There are other danger spots for UK. In addition to trips to conference co-leaders Florida and Mississippi, Kentucky has two away games left at Tennessee (No. 95) and Arkansas (No. 83). In a sense, these are the worst kind of road games: Contests in difficult environments against teams with relatively low RPI ratings but which are also eminently capable of beating the Kentucky we've seen so far this season.
How confident are you the Cats emerge victorious in Knoxville and Fayetteville? Yeah, me neither.
Still, as challenging as things look, there are still viable ways for the Cats (13-6, 4-2 SEC, No. 58 in the RPI) to get back into the Dance. Let's go all AAA and map out the trip plans.
1. Smooth sailing.
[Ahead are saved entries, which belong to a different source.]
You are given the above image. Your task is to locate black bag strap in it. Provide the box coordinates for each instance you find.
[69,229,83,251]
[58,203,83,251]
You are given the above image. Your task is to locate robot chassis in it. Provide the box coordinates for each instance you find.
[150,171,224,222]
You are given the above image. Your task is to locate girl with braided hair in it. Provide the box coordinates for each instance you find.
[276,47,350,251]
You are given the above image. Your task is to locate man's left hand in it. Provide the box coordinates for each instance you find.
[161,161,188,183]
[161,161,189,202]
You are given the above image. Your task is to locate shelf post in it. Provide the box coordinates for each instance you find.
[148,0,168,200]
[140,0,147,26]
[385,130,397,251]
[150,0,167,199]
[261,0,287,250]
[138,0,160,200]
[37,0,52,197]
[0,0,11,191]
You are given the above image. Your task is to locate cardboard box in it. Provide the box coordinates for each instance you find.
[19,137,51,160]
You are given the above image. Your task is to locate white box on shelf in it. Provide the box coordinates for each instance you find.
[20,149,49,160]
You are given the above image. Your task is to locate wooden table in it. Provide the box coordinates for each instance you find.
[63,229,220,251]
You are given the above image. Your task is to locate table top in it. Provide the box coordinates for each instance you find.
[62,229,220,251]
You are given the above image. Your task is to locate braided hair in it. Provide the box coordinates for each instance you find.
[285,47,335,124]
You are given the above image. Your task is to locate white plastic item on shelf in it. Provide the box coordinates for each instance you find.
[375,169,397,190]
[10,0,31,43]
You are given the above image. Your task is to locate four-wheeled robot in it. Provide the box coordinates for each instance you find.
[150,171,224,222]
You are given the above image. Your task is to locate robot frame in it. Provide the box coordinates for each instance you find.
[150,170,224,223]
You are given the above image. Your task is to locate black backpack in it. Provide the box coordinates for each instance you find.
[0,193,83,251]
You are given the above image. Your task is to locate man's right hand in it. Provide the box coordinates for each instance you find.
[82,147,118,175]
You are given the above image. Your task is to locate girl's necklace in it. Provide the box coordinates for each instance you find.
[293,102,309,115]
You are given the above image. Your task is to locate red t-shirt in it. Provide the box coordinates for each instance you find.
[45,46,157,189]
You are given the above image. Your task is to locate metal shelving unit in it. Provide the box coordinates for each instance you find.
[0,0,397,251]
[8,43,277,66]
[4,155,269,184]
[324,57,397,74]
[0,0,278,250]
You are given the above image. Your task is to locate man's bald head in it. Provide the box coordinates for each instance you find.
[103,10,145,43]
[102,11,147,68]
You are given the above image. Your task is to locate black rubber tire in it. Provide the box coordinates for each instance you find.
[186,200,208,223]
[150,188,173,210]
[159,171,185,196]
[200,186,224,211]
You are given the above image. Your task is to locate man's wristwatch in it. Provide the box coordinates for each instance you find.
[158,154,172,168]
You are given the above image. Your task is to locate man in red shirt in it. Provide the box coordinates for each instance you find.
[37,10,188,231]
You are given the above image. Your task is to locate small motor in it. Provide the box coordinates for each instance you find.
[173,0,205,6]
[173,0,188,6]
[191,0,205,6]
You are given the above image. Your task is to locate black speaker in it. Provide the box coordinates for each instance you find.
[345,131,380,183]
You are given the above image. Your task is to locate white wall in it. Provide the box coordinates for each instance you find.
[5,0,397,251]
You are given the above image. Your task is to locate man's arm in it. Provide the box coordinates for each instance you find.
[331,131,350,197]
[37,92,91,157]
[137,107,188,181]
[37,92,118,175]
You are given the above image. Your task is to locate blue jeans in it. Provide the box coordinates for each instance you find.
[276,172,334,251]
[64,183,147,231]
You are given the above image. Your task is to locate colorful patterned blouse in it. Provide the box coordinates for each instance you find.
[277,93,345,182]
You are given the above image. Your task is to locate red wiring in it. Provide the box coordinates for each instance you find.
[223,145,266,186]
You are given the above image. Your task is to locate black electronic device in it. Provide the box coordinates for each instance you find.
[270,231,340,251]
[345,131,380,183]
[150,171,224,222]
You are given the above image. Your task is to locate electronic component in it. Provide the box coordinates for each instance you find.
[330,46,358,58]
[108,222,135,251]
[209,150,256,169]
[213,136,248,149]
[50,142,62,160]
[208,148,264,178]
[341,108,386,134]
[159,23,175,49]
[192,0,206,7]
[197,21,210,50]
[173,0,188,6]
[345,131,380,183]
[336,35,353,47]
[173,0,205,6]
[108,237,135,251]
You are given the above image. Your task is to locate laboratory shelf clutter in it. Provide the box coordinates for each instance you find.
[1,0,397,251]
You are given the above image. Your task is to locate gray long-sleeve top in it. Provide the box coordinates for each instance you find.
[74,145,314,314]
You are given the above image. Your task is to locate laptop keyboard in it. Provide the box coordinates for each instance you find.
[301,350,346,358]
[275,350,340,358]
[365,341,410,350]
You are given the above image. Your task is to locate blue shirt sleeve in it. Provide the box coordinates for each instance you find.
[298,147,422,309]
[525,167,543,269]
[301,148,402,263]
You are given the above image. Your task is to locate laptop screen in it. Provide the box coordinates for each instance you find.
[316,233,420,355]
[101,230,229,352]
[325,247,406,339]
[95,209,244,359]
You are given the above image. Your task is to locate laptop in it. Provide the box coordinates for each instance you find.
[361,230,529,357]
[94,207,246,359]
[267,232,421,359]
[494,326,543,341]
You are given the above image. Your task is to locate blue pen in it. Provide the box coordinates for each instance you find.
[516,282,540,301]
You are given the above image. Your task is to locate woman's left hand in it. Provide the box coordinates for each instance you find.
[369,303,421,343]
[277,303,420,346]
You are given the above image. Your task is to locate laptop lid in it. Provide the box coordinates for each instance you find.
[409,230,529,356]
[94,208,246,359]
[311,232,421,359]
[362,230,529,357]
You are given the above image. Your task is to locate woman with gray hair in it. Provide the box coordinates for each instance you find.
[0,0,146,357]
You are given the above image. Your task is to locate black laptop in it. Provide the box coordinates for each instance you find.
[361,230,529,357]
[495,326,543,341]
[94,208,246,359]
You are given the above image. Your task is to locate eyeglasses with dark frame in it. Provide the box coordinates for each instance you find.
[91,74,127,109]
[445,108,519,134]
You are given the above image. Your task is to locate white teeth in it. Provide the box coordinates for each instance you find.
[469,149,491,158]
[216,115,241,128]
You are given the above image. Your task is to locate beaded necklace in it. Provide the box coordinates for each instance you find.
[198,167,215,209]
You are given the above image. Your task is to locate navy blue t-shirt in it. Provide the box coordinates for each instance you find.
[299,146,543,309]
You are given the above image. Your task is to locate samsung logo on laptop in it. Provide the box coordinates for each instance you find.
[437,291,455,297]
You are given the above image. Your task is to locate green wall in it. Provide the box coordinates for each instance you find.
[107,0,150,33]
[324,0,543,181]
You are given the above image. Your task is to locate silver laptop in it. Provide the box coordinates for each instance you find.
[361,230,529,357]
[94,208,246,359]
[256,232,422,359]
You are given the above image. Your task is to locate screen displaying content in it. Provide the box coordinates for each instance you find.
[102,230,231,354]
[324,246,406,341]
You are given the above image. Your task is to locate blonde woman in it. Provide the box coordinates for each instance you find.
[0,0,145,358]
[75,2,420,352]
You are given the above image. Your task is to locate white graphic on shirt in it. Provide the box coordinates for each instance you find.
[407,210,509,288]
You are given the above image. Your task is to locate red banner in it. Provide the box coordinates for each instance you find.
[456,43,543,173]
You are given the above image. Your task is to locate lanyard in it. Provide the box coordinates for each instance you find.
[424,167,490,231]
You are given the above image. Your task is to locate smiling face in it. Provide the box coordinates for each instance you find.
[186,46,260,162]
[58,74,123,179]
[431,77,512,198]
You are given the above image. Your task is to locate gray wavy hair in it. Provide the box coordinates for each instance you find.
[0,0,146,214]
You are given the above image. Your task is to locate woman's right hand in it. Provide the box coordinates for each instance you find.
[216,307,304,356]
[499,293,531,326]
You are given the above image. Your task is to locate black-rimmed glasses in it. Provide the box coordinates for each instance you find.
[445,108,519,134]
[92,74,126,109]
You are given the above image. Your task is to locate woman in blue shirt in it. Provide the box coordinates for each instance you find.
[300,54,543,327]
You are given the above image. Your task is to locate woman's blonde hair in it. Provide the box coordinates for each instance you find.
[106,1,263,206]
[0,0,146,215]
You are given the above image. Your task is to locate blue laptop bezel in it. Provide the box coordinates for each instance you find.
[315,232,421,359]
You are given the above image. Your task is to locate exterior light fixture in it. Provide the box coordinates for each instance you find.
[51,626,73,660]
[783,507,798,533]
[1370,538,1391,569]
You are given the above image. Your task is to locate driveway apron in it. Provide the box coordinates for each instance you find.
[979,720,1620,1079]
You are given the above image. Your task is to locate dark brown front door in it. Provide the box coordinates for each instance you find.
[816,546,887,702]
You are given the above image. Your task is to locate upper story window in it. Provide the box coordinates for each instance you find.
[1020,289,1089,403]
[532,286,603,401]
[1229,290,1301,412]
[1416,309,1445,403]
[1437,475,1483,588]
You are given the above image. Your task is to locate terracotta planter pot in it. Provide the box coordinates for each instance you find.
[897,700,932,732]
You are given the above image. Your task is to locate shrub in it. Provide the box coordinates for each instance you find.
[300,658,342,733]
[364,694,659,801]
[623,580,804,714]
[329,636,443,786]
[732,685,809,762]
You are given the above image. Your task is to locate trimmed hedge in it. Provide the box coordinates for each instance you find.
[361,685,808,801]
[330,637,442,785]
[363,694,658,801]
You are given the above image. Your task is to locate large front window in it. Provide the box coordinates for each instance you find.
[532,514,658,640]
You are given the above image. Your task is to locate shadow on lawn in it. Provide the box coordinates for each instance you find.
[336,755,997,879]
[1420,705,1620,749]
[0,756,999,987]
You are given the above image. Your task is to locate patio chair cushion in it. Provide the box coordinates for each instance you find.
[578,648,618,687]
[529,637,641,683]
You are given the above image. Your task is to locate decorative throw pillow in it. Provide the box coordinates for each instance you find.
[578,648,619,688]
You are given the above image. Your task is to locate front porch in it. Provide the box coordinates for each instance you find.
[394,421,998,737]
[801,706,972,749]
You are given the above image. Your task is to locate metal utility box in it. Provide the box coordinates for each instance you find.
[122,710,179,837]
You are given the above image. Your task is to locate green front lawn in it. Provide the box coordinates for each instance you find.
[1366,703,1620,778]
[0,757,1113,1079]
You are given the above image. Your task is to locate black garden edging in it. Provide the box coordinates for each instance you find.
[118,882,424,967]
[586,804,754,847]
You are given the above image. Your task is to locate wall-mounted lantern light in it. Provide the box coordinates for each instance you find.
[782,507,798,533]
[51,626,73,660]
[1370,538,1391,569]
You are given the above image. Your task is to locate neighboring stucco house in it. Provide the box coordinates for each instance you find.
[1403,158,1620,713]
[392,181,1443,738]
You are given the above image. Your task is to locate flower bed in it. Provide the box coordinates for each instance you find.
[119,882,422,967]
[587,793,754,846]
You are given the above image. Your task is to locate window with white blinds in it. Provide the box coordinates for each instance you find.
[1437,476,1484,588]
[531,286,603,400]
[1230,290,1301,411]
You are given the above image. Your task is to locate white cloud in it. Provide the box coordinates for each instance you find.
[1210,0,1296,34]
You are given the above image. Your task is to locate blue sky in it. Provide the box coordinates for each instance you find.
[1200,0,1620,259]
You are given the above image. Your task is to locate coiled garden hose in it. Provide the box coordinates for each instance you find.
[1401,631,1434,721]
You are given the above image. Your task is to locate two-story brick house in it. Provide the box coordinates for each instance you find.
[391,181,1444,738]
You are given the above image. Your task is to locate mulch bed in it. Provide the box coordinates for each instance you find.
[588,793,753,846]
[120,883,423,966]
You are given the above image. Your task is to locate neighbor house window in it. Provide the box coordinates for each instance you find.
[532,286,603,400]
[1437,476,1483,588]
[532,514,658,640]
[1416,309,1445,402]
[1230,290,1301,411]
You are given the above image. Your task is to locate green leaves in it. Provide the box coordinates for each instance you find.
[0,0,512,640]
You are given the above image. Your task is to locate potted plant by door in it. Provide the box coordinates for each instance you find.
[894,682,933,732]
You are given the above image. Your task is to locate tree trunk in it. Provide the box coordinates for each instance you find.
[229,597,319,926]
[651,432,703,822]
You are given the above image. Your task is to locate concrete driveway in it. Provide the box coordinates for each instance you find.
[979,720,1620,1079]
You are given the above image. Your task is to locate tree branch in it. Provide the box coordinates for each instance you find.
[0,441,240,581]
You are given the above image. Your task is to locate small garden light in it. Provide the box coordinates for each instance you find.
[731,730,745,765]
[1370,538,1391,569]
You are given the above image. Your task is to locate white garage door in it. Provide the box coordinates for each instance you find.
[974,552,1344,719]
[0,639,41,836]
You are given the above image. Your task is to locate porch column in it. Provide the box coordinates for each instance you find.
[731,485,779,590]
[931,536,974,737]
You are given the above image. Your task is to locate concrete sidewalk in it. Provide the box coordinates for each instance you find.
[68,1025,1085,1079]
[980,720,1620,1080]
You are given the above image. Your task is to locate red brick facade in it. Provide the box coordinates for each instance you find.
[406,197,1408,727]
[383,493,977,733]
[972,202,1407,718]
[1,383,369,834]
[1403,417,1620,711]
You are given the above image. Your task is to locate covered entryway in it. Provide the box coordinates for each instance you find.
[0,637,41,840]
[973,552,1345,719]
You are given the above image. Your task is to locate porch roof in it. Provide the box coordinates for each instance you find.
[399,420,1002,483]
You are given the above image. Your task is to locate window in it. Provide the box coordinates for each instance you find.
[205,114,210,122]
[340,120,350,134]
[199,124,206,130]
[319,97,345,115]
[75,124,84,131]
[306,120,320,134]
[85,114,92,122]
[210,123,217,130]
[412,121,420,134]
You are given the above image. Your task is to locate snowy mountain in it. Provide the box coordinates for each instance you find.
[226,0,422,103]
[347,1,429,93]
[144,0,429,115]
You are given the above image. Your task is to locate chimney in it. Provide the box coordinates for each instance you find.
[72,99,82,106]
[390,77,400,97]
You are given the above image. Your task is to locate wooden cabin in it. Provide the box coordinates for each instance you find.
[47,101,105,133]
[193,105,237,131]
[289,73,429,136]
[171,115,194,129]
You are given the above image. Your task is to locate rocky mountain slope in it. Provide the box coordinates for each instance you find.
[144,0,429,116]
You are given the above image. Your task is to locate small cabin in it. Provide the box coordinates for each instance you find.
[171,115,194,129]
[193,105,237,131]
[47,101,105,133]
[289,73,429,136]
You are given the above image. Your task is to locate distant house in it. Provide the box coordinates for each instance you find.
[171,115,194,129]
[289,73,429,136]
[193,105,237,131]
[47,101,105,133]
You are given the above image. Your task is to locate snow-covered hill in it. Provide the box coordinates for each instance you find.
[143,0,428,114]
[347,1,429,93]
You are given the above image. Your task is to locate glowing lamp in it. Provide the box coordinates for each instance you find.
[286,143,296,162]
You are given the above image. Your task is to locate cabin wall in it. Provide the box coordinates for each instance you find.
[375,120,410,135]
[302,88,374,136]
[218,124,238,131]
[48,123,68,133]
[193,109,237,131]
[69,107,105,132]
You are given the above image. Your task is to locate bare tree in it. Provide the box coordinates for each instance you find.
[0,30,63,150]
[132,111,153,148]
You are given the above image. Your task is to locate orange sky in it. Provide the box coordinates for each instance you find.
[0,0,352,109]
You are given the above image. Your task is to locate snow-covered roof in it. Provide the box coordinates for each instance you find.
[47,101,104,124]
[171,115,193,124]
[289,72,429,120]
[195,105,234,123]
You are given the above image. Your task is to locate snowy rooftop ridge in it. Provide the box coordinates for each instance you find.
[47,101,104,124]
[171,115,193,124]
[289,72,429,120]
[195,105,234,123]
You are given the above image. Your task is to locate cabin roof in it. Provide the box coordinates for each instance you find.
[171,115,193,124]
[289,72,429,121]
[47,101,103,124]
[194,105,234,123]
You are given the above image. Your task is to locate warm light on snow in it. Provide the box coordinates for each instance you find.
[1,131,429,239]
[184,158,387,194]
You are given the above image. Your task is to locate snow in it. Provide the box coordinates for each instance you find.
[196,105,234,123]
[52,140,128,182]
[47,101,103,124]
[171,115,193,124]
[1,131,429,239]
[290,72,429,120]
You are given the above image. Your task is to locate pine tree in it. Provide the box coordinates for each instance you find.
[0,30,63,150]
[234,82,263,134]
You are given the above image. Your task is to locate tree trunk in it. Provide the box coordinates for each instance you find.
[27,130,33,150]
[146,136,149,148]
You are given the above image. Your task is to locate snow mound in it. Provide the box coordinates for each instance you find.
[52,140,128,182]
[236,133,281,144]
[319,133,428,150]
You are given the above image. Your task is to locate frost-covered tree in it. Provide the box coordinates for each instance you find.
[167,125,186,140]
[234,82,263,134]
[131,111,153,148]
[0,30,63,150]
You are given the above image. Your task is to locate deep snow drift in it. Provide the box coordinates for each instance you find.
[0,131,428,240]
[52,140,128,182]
Best way into the NCAAs would be for Kentucky to win at Mississippi, beat Missouri and Florida in Rupp (the latter, especially, is far from a sure thing), split the Tennessee-Arkansas road trip and, finally, have no more "bad" losses.
That would leave Kentucky 14-4 in the SEC. That should punch an NCAA tourney ticket without any fuss.
2. The bumpy road. If UK loses in Oxford, and assuming Kentucky has little shot at Florida, that means the Cats likely have to beat both Billy Donovan's Gators and Missouri in Rupp and then play out the rest of the conference season with no more than one loss.
That very tall order would put Kentucky at 13-5 in the SEC but with a victory over a Top 10 team (Florida) and a Top 25 one (Missouri).
It should get UK in, though the Cats might need to win a couple in the SEC Tournament to feel comfortable.
3. Through the back door. Barring a significant step forward by UK, it's entirely possible the Cats will lose at Mississippi, get swept by Florida, lose at home to Missouri and at both Arkansas and Tennessee.
If that happens, Kentucky's NCAA Tournament aspirations will have but one road available: Winning the SEC Tournament.
The 2013 SEC tourney is in Nashville, meaning it is apt to be dominated by blue-clad Cats fans. Buoyed by massive fan support, is it possible that a Kentucky that struggled all season (in this scenario) might "find itself" and make a backs-against-the-wall conference tournament run?
But no team wants to be in the position to count on that.
All of which is why, if the Kentucky season is going to turn, it needs to start right now.
Lose at Mississippi, and the line in these parts to push that panic button Wednesday morning is going to be long.